Dit project is een verbinding tussen theater, de musical Spring Awakening10 en een
immersieve benadering vanuit mijn CMD-‐optiek. Ik heb mij verdiept in de musical en toepassingen om de essentie zo voelbaar mogelijk te maken in de individuele belevenis van het publiek. De uitwerking zal een persoonlijk perspectief zijn op, wat naar mijn mening, de essentie is van het stuk. Waar het origineel11 (Wedekind F. 1891) verbannen werd vanwege
de opname van onderwerpen als homoseksualiteit, leven we nu in een samenleving waar deze geaardheid (gelukkig) geaccepteerd wordt. Op het gebied van tolerantie zijn we ingehaald door IJsland, maar Nederland staat nog altijd op nummer twee.12 Mijn doel is om
hier juist de grenzen op te zoeken, zoals het origineel deed in zijn tijd. Door vanuit een avant-‐garde perfectief te kijken naar theater en het stuk en deze te remediëren tot een nieuwe vorm.

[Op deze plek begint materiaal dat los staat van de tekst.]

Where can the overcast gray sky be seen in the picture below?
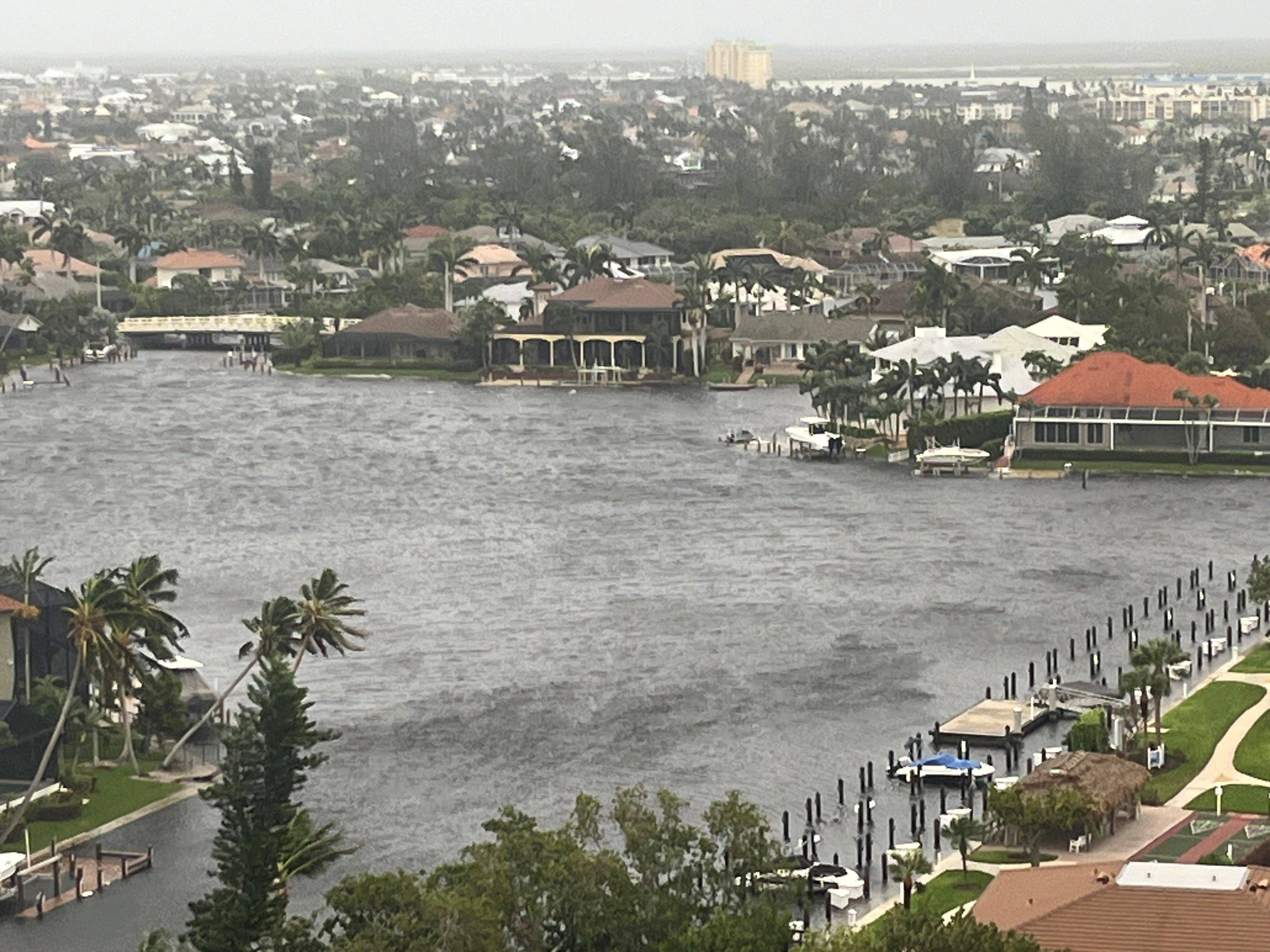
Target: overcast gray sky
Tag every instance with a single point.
(169, 27)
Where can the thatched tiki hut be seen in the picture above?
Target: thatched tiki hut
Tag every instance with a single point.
(1109, 782)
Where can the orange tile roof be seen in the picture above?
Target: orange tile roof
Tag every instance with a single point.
(193, 259)
(613, 295)
(1113, 379)
(426, 231)
(1070, 908)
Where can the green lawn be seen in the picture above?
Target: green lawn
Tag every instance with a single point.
(1253, 756)
(425, 372)
(1146, 466)
(1236, 799)
(118, 792)
(1256, 662)
(998, 856)
(949, 890)
(1194, 728)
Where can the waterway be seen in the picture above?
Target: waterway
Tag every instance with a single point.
(567, 591)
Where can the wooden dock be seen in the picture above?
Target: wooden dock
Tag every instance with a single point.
(65, 878)
(991, 723)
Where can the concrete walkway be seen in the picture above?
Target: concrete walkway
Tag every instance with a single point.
(1221, 766)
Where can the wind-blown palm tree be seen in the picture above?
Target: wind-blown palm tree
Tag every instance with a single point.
(276, 631)
(449, 256)
(906, 867)
(962, 832)
(1155, 657)
(26, 572)
(94, 610)
(324, 614)
(145, 629)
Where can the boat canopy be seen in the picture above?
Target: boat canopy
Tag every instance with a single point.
(953, 763)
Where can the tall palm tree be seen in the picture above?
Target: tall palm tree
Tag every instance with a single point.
(907, 867)
(94, 609)
(262, 241)
(1155, 657)
(145, 629)
(26, 572)
(276, 631)
(449, 256)
(324, 614)
(962, 832)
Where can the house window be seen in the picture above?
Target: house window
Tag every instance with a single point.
(1058, 432)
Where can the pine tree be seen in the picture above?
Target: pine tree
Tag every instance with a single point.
(268, 753)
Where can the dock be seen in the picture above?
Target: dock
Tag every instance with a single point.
(991, 723)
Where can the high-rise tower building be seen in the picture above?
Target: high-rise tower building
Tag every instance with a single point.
(741, 60)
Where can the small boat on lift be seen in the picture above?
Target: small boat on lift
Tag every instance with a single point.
(813, 437)
(954, 457)
(941, 767)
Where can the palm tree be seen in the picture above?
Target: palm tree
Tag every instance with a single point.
(131, 239)
(962, 832)
(907, 867)
(324, 610)
(26, 572)
(261, 241)
(1155, 657)
(276, 631)
(98, 602)
(1029, 267)
(449, 256)
(936, 291)
(146, 629)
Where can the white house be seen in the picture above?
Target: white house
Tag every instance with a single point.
(213, 266)
(1061, 331)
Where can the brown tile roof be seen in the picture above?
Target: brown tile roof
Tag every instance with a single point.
(195, 259)
(1113, 379)
(613, 295)
(408, 320)
(1110, 781)
(1068, 908)
(426, 231)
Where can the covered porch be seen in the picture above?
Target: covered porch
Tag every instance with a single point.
(525, 348)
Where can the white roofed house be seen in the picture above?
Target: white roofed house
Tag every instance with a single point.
(1001, 353)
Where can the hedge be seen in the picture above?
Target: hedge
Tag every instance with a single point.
(1146, 456)
(970, 432)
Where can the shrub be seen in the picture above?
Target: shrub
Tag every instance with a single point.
(1090, 733)
(970, 432)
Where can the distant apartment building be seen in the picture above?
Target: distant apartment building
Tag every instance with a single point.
(741, 60)
(1170, 106)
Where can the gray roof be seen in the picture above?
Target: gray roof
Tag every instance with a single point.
(625, 247)
(806, 327)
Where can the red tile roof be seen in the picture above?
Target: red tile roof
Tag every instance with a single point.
(408, 320)
(192, 259)
(613, 295)
(1068, 908)
(426, 231)
(1113, 379)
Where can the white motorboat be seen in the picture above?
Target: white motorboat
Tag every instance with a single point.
(100, 351)
(941, 767)
(953, 457)
(813, 437)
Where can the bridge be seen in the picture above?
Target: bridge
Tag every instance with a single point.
(203, 331)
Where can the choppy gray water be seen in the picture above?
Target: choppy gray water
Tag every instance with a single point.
(568, 592)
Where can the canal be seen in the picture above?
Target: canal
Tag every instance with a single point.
(567, 591)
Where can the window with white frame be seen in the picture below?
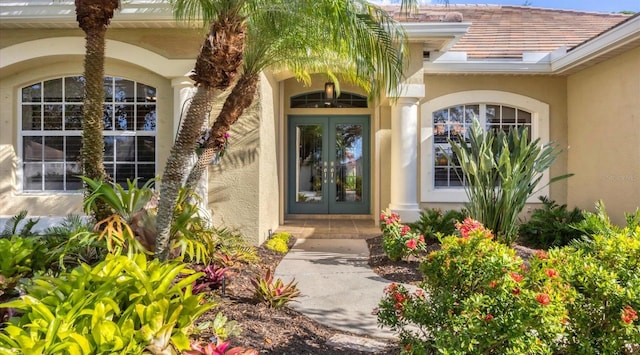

“I’m calling, to know the worlds true yearning! I’m calling, and one day all we’ll know…13”
Dit is een fragment uit een van de liedteksten uit de musical, die tevens de maatschappelijke relevantie weerlegt van Spring Awakening en daarmee mijn project. Waar het stuk de nadruk legt op de verlangens van een puber, wil ik een vergelijkbare belevenis laten ervaren bij het publiek. Mijn product is een immersive theatre performance: Een live belevenis waarin ik het innerlijke conflict rondom verboden verlangens voelbaar maak. In dit project maak ik geen gebruik van acteurs, maar kruip ik into the mind van het publiek om het zelf het verhaal te laten doorleven. Een mentaal spel over lichamelijke controversie. Mijn uitdaging als ‘regisseur’ is om de context dusdanig vorm te geven dat deze belevenis onontkoombaar zal zijn.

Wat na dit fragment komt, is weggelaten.